The authors bemoan the lack of experience gained by students in various specific aspects of mental illness. While I have sympathy with many of the points raised, such training requires time to ensure that students are able to apply their learning and enhance their skills in a clinical setting. We are beginning to face real challenges in the provision of clinical training within existing public services. One issue is that there are fewer patients in inpatient facilities than there once were, and those who remain are the most severely ill, many too ill to contribute to medical student teaching in the way that was previously the norm. Another issue arises out of the success of the consumer movement. This has had a powerful (and, of course, welcome) effect in empowering patients’ self-determination. Many consumers now feel freer to decline to participate in such teaching. Asimilar situation has arisen for our colleagues in obstetrics and gynaecology, where many women are now able to express their reluctance to be examined by a series of medical students. The obstetricians and gynaecologists now use models so students are better prepared when they do examine real patients. It is perhaps time that we gave serious consideration to how we are to adapt teaching in psychiatry, whether through interviewing simulated or virtual patients, or in other ways. Most medical schools have yet to build formal relationships with consumer groups in the way that will be essential to addressing such matters. Furthermore, as our health systems change their focus from publicly funded institutional provision to other models, we need to adapt our approaches and build relationships with all providers.

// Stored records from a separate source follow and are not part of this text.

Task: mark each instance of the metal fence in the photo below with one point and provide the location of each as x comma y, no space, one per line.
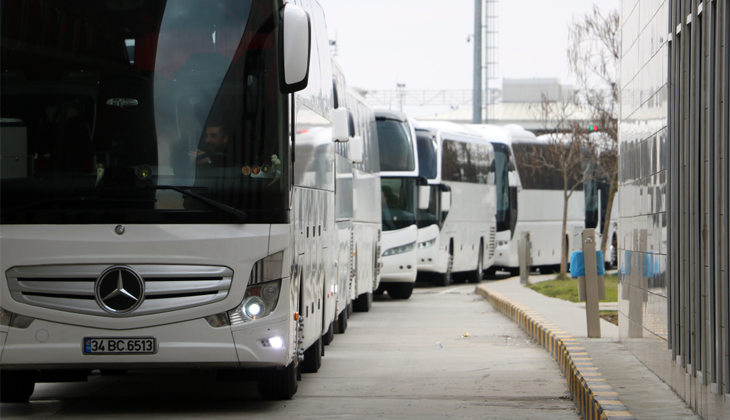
698,252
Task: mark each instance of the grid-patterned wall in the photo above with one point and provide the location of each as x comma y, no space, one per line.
674,195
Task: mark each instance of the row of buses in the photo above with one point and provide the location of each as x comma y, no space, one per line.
192,184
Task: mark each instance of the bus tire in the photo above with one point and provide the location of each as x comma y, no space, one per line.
444,279
363,303
329,336
278,384
341,323
313,357
16,386
400,290
477,275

In terms of content of learning, the development of clinical practice guidelines and pathways may allow more rapid teaching of the principles of care. This would allow more time to explore those areas that are often neglected. And, if we really believe our principles of problem-based learning, we don't have to make sure that all students have experienced all types of practice, provided the key skills are assimilated.

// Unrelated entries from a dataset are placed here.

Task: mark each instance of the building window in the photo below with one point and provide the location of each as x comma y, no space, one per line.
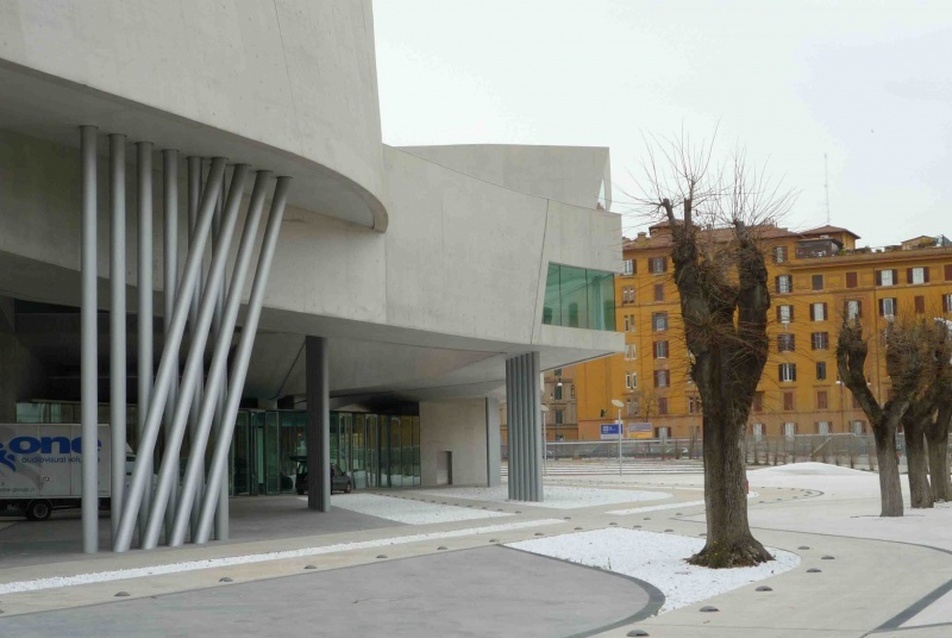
788,371
886,277
694,405
918,275
853,309
887,307
629,323
789,403
786,342
657,265
785,314
784,283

We are prone to disparage the efforts of our predecessors, sometimes with little regard for what they achieved. I was recently perusing Dr Hooper's Physician's Vade Mecum of 1851 (the Oxford Handbook of Clinical Medicine of the day, perhaps). I was intrigued to find that the first chapter consists of a discussion of temperament (albeit in traditional Hippocratic terms) and its impact on the presentation of medical disorder. When its modern successors give similar prominence to such matters again, we will indeed have made progress.